M. Jacques Muller. Quoi qu’en dise M. le ministre, et même si cette question doit être débattue lors de l’examen du texte relatif à la réforme des retraites, il me paraît utile d’inscrire dans un projet de loi de modernisation de l’agriculture et de la pêche l’objectif énoncé dans cet amendement, à savoir fixer un cap en matière de retraites agricoles.
M. le président. Je mets aux voix les amendements identiques nos 437 rectifié et 552 rectifié.
(Les amendements ne sont pas adoptés.)
M. le président. L'amendement n° 315 rectifié, présenté par MM. Le Cam et Danglot, Mmes Didier, Schurch, Terrade, Labarre et les membres du groupe communiste, républicain, citoyen et des sénateurs du parti de gauche, est ainsi libellé :
Après l'article 12 B, insérer un article additionnel ainsi rédigé :
Le Gouvernement remet au Parlement avant l'examen du projet de loi relatif à la réforme des retraites un rapport dressant un bilan de la situation des retraités du secteur agricole. Dans ce cadre il étudie les possibilités d'instaurer une cotisation nouvelle sur les revenus financiers des entreprises et institutions financières du secteur agricole et agroalimentaire.

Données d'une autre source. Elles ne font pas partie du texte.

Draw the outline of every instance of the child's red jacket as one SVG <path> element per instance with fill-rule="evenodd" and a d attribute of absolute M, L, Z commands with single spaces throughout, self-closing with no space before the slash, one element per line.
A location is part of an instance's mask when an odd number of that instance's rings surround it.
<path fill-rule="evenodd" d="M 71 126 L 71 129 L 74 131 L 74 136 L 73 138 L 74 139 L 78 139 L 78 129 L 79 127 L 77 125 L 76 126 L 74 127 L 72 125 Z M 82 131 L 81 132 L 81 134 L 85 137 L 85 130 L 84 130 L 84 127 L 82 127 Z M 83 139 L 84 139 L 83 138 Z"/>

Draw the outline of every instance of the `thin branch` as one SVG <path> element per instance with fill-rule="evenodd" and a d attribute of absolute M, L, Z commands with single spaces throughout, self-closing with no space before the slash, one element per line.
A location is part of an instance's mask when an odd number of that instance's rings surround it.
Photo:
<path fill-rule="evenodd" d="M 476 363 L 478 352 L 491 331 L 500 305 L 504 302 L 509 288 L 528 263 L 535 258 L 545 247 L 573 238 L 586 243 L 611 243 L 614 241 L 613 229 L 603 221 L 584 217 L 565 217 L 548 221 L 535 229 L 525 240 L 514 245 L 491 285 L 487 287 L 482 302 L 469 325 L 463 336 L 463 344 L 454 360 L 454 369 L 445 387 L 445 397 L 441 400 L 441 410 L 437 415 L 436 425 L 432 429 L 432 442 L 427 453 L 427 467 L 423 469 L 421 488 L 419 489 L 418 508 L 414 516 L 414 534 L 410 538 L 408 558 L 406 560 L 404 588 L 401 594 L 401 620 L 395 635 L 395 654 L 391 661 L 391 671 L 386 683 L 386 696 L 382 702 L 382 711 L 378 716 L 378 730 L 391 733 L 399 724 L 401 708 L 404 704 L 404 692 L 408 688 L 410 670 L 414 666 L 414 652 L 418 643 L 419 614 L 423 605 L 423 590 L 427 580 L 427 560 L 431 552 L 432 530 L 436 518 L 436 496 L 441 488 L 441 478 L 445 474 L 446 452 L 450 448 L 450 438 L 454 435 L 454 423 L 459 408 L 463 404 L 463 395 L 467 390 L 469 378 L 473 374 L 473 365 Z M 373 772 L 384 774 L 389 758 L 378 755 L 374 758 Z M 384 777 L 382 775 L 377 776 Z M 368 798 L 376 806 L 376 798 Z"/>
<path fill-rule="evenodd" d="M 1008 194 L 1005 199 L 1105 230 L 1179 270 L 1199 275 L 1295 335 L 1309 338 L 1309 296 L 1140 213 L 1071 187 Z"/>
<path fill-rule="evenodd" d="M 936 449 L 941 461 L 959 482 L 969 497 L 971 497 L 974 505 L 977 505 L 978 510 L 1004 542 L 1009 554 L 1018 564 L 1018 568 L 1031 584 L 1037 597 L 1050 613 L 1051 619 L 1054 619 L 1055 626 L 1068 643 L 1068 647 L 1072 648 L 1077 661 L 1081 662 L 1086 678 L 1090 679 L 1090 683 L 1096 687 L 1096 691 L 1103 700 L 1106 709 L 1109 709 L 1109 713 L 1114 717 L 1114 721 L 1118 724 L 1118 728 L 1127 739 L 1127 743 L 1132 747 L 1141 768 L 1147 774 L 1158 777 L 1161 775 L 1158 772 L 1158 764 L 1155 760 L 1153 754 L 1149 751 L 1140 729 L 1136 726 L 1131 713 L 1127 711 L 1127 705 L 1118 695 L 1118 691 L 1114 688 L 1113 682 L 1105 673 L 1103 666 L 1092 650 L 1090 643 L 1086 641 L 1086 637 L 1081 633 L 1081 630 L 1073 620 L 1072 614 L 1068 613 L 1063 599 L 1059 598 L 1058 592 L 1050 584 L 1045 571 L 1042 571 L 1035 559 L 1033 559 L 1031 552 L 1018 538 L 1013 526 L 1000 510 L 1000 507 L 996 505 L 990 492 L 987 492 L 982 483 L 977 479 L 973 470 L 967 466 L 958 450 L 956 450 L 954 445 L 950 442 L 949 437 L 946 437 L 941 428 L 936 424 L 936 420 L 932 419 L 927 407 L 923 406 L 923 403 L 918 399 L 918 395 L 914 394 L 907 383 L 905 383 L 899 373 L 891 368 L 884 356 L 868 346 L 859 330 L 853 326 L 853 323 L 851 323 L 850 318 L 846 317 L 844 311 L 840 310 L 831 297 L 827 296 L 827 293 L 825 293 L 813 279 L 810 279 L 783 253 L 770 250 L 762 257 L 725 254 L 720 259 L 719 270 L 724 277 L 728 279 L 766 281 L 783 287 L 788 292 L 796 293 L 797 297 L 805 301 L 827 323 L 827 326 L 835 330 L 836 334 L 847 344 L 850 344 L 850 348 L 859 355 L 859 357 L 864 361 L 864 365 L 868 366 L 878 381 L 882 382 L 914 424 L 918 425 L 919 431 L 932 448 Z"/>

La parole est à Mme Mireille Schurch.
Mme Mireille Schurch. Comme cela vient d’être dit, si la situation économique des retraités en général est préoccupante, celle des retraités agricoles est dramatique, M. le rapporteur l’a reconnu. Aujourd’hui, un grand nombre d’entre eux survivent avec environ 400 euros par mois. Ces petites retraites condamnent toute cette catégorie socioprofessionnelle à vivre en dessous du seuil de la pauvreté.
Il est scandaleusement paradoxal que celles et ceux dont la mission était de nourrir leurs semblables doivent, à l’heure de la retraite, s’en remettre à des associations caritatives pour avoir un toit, se vêtir et même, parfois, se nourrir !
Vous nous dites, monsieur le rapporteur, monsieur le ministre, que le débat public sur les retraites aura lieu prochainement. Eh bien, je fais partie de ceux qui pensent que des orientations en la matière pourraient d’ores et déjà être fixées dans ce projet de loi de modernisation agricole.
Notre engagement est total auprès des agriculteurs, des éleveurs et des pêcheurs, de leurs conjoints, quant à l’exigence d’une retraite décente, digne, à parité avec les autres régimes.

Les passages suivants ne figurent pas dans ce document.